The outdoor deck on the 13th floor at 500 N. Dearborn Street also serves as a lunch spot for employees of Childress, Duffy, Goldblatt Ltd.

“We had a happy hour up here kind of spontaneously,” Childress said, adding that a Friday night movie event on the deck is planned.

During the coming months, a “tagging” event is expected. Teams of employees will be set loose with spray paint cans to cover sections of the deck in whatever designs they want to create, Childress said.

The firm, which concentrates its practice on representing policyholders in insurance disputes, moved to the new location in early April. After working with a broker, the firm relocated from an office building about a block west from 515 N. State, where employees could see the roof deck from the 22d floor, Childress said.

“We looked at [the] building that had a roof deck,” partner Joel N. Goldblatt said. “That caught on and resonated.”

The move allowed for a more open layout in which partners share offices, while associates and staffers work side-by-side rather than in cubicles.

“I don’t miss a wall,” said associate Christina M. Phillips. “I don’t miss a door.”

Associate Matthew P. Fortin said of the new space, “It’s a physical incarnation of the way that we always wanted to practice, even in the old space.”

The new space fosters collaboration among employees, Childress said.

The two floors occupied by the firm and the rooftop deck have wireless access. The firm’s 20 lawyers all have laptop computers, which allows them to serve clients nationwide when they work in the firm’s Florida or Texas offices.

Last Friday morning, Phillips arrived at the office early and headed to the roof deck with her laptop for several hours.

“It didn’t feel like work for 3 1/2 hours in the morning,” Phillips said during an interview on the deck Wednesday.

The move to the loft space is meant to eliminate many of the barriers familiar in law offices, such as auspicious corner offices for partners, Childress said.

“That stuff doesn’t matter anymore,” said name partner Michael W. Duffy, who shares an office with fellow partner, Christopher N. Mammel.

Most of the Childress, Duffy lawyers came from large law firms or were sole practitioners, Childress said.

Parts of the 13,000 square-foot office space are painted in bright primary colors.

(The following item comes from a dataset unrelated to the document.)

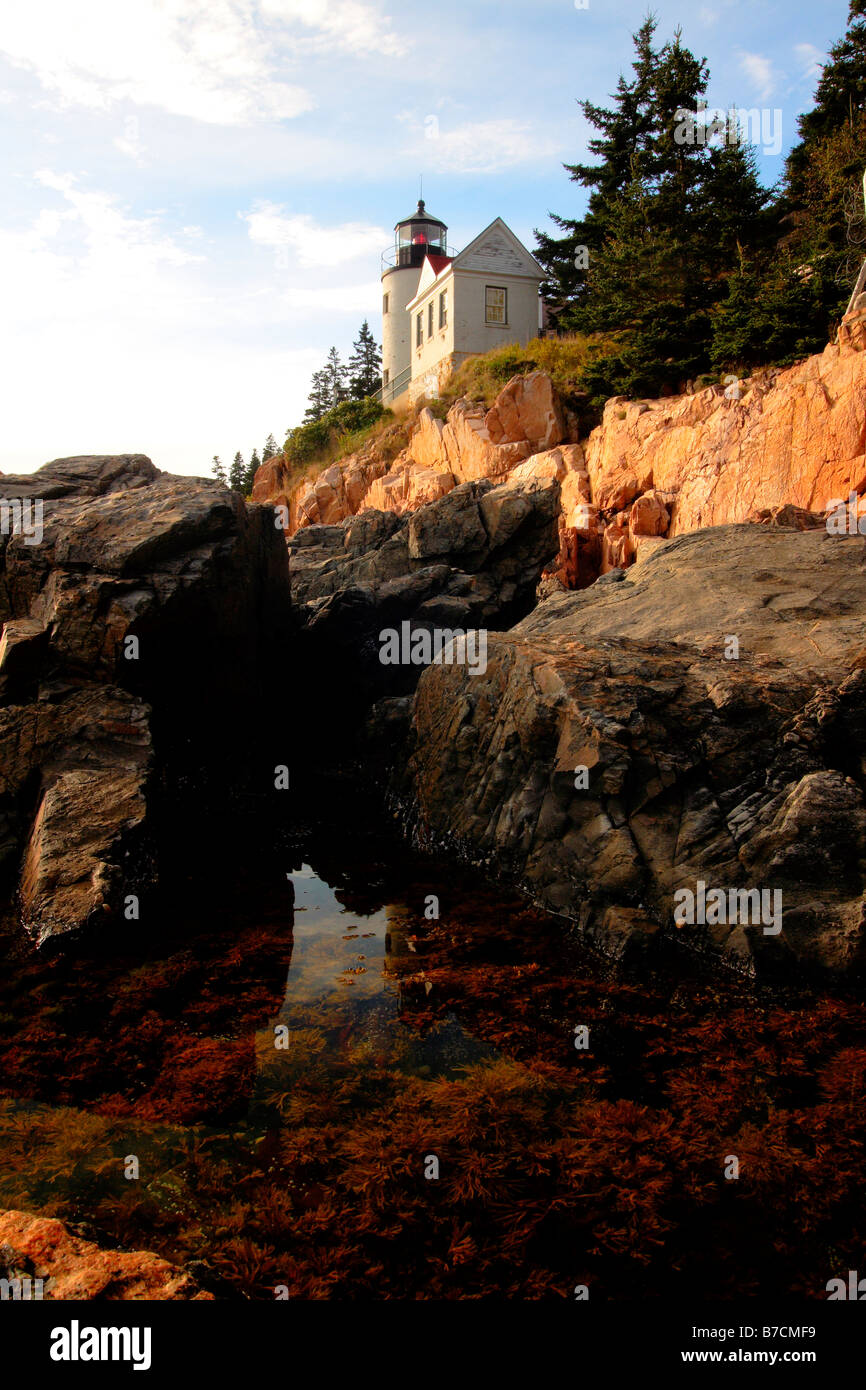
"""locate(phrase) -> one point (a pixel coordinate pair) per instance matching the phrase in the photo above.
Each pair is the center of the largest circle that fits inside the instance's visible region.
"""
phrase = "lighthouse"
(414, 239)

The space also includes a coffee bar and areas with comfortable sofas and flat-screen televisions. The coffee bar area is meant to provide space for employees to socialize, Childress said.

“It’s more like you work at home,” Childress said.

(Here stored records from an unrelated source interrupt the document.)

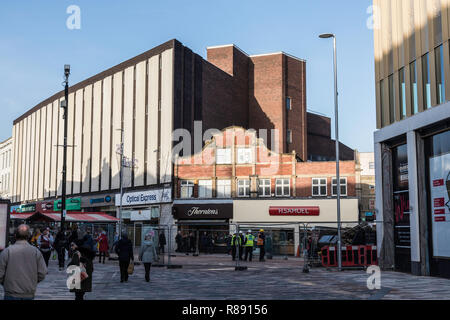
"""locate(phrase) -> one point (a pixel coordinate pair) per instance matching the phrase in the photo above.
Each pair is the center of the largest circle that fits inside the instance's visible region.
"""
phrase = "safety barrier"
(352, 256)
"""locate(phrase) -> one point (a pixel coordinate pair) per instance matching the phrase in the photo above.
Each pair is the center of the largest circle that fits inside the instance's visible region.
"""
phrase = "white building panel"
(152, 120)
(128, 123)
(78, 142)
(96, 135)
(86, 165)
(166, 115)
(139, 139)
(106, 134)
(116, 133)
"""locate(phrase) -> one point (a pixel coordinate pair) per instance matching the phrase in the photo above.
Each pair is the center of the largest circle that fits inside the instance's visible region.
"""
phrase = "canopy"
(72, 216)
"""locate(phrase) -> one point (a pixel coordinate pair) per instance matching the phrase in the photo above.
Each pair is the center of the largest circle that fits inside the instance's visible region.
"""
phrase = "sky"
(36, 43)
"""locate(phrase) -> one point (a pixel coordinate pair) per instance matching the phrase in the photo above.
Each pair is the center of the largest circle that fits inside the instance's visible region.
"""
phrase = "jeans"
(124, 270)
(147, 267)
(11, 298)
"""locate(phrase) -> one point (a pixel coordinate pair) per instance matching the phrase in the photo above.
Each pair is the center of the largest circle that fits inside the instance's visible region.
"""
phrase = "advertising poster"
(440, 204)
(3, 224)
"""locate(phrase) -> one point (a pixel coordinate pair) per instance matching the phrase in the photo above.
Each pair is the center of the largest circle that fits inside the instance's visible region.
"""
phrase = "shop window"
(319, 187)
(282, 188)
(223, 188)
(205, 189)
(243, 187)
(187, 189)
(244, 155)
(440, 74)
(264, 188)
(343, 185)
(223, 156)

Childress stressed, however, that the new space includes private areas where lawyers can close the door to work on briefs and other matters.

A massage table remained in a small office on Wednesday.

Childress explained that a masseuse typically visits the office on Tuesdays.

“She just grabs you if you look like you need a massage,” Childress said.

In the fall of 2009, the Childress firm began an effort to greatly reduce the amount of paper used by employees, said Thomas J. Loucks, the firm’s managing partner and Childress’ office mate.

“Some people I wouldn’t have expected, picked it up easily,” Loucks said of the shift to using less paper.

When the firm moved, there were fewer files and boxes involved.

“We’re not saying you can’t have paper,” Childress said. “We’re saying there’s no point in keeping it.”

Many of the firm’s files are now housed electronically on the Internet and are accessible from anywhere in the world,” Childress said.

Paper files still exist in the office. But employees use less paper, pens, and paper clips, Childress said.

“You have to develop new habits,” Childress said.